Sie hatte ihre Arbanduhr vergessen. Deswegen konnte sie nicht sagen, wie lange er sie nun schon um den Pudding scheuchte. Er hatte sie in einen Park getrieben, strammen Schrittes war er hinter ihr her gelaufen und hatte sicher gestellt, dass sie mindestens in einem Meter Abstand zu ihm lief. Dabei hatte er Weisheiten wie ¨Keine Müdigkeit vorschützen!¨ und ¨Müßiggang ist aller Laster Anfang!¨ von sich gegeben und sein umwerfendes Trinkgeldlächeln aufgesetzt. Bei Kunden mochte das ziehen, aber Cory kannte die Masche nun schon viel zu lange, als dass sie sich davon hätte einlullen lassen.

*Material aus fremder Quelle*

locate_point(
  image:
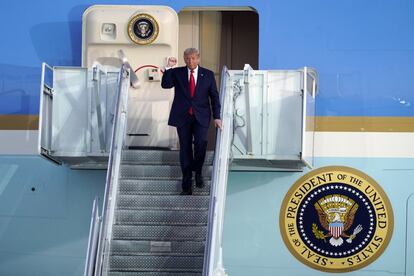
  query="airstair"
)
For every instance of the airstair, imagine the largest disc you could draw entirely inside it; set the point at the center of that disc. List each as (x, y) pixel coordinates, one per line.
(146, 227)
(92, 118)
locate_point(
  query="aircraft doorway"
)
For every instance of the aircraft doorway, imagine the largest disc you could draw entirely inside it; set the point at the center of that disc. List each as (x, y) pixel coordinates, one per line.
(224, 36)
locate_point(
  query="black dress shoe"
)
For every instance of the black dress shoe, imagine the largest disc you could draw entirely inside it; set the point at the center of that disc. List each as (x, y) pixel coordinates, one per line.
(199, 181)
(186, 192)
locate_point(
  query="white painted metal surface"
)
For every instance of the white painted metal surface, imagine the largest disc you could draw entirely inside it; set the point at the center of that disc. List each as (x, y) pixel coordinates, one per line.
(104, 34)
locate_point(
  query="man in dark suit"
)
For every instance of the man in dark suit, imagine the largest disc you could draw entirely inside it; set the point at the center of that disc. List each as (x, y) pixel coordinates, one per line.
(195, 97)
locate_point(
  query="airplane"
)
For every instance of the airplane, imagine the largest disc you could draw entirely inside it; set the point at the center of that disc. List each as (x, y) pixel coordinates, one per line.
(311, 173)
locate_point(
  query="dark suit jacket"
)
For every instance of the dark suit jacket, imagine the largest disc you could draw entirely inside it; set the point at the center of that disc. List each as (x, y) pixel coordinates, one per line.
(206, 97)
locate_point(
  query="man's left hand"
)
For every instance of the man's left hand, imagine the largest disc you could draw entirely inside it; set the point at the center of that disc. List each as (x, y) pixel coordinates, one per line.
(217, 123)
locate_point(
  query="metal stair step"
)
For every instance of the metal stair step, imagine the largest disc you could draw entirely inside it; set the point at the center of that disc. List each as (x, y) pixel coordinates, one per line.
(166, 202)
(156, 171)
(131, 247)
(152, 273)
(161, 217)
(158, 187)
(159, 263)
(157, 156)
(159, 232)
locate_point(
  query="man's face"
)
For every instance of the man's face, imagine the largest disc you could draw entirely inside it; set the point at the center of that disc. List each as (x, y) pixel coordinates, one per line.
(191, 61)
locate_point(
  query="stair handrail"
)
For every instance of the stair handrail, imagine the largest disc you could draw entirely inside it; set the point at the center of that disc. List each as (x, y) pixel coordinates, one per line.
(93, 239)
(213, 259)
(117, 140)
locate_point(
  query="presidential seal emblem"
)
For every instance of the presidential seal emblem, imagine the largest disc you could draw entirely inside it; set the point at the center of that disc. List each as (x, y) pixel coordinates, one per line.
(336, 219)
(143, 29)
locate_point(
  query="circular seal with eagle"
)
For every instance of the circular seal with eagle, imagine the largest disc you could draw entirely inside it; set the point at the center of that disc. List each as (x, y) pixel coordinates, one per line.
(143, 29)
(336, 219)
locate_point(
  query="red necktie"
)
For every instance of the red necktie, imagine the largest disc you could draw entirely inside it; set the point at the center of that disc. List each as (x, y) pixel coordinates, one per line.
(192, 89)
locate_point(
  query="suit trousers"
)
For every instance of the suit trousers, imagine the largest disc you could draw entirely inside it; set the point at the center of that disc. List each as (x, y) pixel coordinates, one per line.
(189, 132)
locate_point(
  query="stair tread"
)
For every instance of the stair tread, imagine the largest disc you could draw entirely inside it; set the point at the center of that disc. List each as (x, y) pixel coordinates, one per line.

Als sie im Park ankamen, hatte sie um eine Verschnaufpause gebeten, war aber sofort enttäuscht worden. Er gestand ihr einige kurze Dehnübungen zu, um ihre nicht trainierten Muskeln zu lockern, und dann war die Hölle auf Erden losgebrochen. Das Tempo was er vorgab, war vielleicht für ihn ¨langsam¨, aber Cory hatte schon nach der ersten Runde Seitenstechen bekommen und gejappst wie ein Asthmakranker. Während sie sich Runde für Runde vorwärtsquälte, schwor sie sich, beim nächsten Besuch in der Pizzeria von Scotts Onkel lediglich einen Salat zu essen. Mit jedem Schritt, den sie tat, spürte sie die zahlreichen Knoblauchbrötchen durch ihren Körper wabbeln. Nicht, dass sie dick wäre, ihre Figur war standardmäßig in Ordnung. Allerdings völlig untrainiert. Dies bekam sie jetzt zu spüren. Scott hingegen schien es prächtig zu gehen. Er drehte munter Runde für Runde und strahlte jedes Mal wie ein Atomkraftwerk, als er an ihr vorbei rauschte. Cory jaulte gequält auf und schlappte träge vorwärts. Den Versuch, ihn einzuholen, hatte sie längst aufgegeben. Sie war einfach nur froh, wenn sie die nächste Dreiviertelstunde überlebte.